"Lütfen baba, lütfen, lütfen, lütfen."
"Olmaz dedim Minhyuk."
"Söz veriyorum söylediğin saatte Jooheon ile sapasağlam geleceğiz buraya."
Minhyuk Hyung söz verip duruyordu ama ne ben, nede babam inanıyordu o sözlere.
Vurulmamın üzerinden birkaç gün geçmişti ve azda olsa iyi hissediyordum. Minhyuk Hyung ise babamı bara gitmek konusunda ikna etmeye çalışıyordu. Ancak babam kabul etmiyordu. Bara gidersek Minhyuk Hyung'un içip rahatsızlanacağından endişeleniyordu. Hyungwon ise kapıda durmuş Minhyuk Hyung'un yalvarışlarına sırıtıyordu.
"Lütfen baba, hadi ama söz verdim."
"..."
"Hem Jooheon'da evden sıkılmıştır, değil mi Jooheon?"
"Hmhmm.."
"Aradığında hemen eve döneceğiz. Kabul ediyor musun?"
"Susacak mısın? İşim var gördüğün üzere."
"Sen cevap verene kadar yalvarmaya devam edeceğim baba."
"Off.. Neden bu kadar inatçısın?"
"Sana çekmiş olmalıyım."
"Ah peki, gidin. Ancak bir şartım var."
"Nedir o?" diyerek öne atıldı Minhyuk Hyung. Ben ona kıyasla daha sakindim. Bara istediğim zaman gidemesemde pek umursamazdım. Ama abim eğlenmeyi severdi.
"Hyungwon'da sizinle gelecek."
"Ne?! Neden ama? Onun barda ne işi var?"
"İçmediğinden emin olmam gerekiyor Minhyuk. Hyungwon, buraya gel."
Hyungwon kapının önünden ayrılıp yanımıza geldiğinde Minhyuk Hyung göz devirdi. Babam Hyungwon'a iş vermediği sürece ikiside iyi anlaşıyordu aslında. Ancak sorumluluk Hyungwon'a geçtiğinde...
"Jooheon ve Minhyuk ile bara gidip onun içki içmediğinden emin ol.
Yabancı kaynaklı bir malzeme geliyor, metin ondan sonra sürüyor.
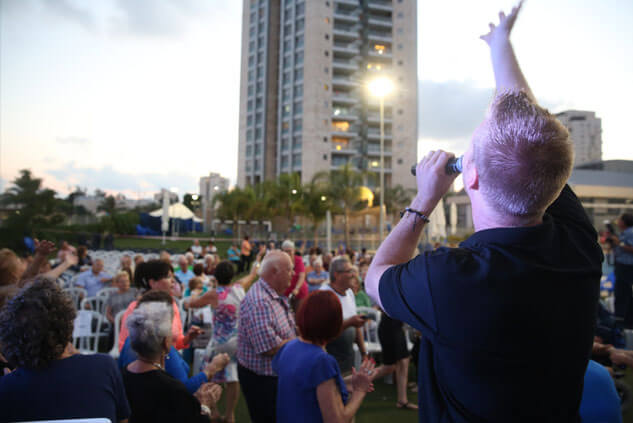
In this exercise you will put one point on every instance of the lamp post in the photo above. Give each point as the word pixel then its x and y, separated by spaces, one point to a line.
pixel 380 87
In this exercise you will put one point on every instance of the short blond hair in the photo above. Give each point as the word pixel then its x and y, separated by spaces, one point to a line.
pixel 523 158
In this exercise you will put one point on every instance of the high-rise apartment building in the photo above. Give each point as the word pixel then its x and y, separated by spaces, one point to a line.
pixel 585 130
pixel 304 103
pixel 209 186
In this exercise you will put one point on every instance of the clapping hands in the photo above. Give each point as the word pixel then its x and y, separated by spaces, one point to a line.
pixel 362 379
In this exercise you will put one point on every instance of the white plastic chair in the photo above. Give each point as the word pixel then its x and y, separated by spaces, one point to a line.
pixel 114 352
pixel 96 303
pixel 76 294
pixel 87 331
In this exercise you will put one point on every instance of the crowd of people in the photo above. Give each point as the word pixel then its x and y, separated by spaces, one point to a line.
pixel 507 326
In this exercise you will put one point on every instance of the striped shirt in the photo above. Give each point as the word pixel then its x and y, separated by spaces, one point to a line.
pixel 265 321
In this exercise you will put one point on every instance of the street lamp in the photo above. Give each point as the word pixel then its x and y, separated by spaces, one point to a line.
pixel 381 87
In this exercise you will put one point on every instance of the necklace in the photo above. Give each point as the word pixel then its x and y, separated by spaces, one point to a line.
pixel 157 365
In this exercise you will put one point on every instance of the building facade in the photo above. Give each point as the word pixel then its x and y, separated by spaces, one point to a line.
pixel 209 186
pixel 585 130
pixel 304 103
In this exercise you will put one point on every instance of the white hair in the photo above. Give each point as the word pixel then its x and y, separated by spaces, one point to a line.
pixel 287 244
pixel 149 324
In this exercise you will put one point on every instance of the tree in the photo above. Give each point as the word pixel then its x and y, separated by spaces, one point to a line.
pixel 108 205
pixel 343 186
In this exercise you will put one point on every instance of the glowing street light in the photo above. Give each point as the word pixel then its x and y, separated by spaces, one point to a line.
pixel 381 87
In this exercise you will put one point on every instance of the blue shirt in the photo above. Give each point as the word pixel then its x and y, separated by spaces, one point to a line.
pixel 507 319
pixel 301 368
pixel 600 401
pixel 91 282
pixel 314 275
pixel 174 365
pixel 234 255
pixel 626 238
pixel 184 277
pixel 80 386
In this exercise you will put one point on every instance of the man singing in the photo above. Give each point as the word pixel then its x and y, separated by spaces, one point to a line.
pixel 507 318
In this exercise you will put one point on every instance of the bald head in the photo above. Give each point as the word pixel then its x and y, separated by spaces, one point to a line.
pixel 277 270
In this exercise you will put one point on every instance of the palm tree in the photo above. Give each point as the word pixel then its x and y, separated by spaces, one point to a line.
pixel 343 186
pixel 316 203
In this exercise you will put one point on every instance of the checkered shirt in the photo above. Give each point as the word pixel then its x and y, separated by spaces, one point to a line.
pixel 265 321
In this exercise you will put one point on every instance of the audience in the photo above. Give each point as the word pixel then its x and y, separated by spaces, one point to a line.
pixel 158 275
pixel 175 365
pixel 341 276
pixel 298 287
pixel 318 276
pixel 153 394
pixel 225 319
pixel 52 381
pixel 120 300
pixel 310 387
pixel 266 323
pixel 94 279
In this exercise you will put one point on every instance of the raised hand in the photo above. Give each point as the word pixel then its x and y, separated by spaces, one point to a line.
pixel 44 247
pixel 502 31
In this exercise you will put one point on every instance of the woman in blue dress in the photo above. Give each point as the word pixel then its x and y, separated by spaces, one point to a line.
pixel 310 386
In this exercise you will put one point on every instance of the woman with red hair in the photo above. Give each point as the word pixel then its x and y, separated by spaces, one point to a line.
pixel 310 387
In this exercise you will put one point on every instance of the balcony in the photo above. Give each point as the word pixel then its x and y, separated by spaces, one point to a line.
pixel 375 119
pixel 344 65
pixel 344 83
pixel 345 49
pixel 345 33
pixel 374 151
pixel 380 55
pixel 354 3
pixel 344 99
pixel 379 21
pixel 343 150
pixel 345 16
pixel 381 5
pixel 380 36
pixel 374 135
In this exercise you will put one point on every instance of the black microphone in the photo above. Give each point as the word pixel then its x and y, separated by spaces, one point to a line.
pixel 454 165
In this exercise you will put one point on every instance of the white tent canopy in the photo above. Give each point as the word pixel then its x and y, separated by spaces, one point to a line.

Eğer Minhyuk rahatsızlanırsa sorumlusu sen olursun, anladın mı beni?"
"Anladım Bay Lee."
"Şimdi çıkın. Telefonla görüşmem lazım."
Üçümüzde odadan çıktığımızda babam arkamızdan kapıyı kapattı. Sessizlik içinde aşağı inip bahçeye çıktık. Hava kararmıştı. Bahçenin parmaklıklarına takılan dev lambalar sayesinde aydınlanıyordu etraf. Şoför kapıyı açtığında ben ve Minhyuk Hyung arkaya geçip oturduk. Hyungwon ve şoförde öndeki yerlerini aldığında yola çıktık.
Minhyuk Hyung hiç memnun görünmüyordu. Hyungwon'un gelmesini istemediği açıktı. Gelirse rahat eğlenemeyecekti. Ama ona kızamazdı çünkü Hyungwon sadece işini yapıyordu.
Yarım saatlik bir yolculuğun ardından bara vardık. Dışarıya kadar gelen müzik sesine alışmak her zaman olduğu gibi zordu. İçeri girdiğimizde müziğin sesi yükselmişti. Herkes her yerdeydi ve dans ediyorlardı.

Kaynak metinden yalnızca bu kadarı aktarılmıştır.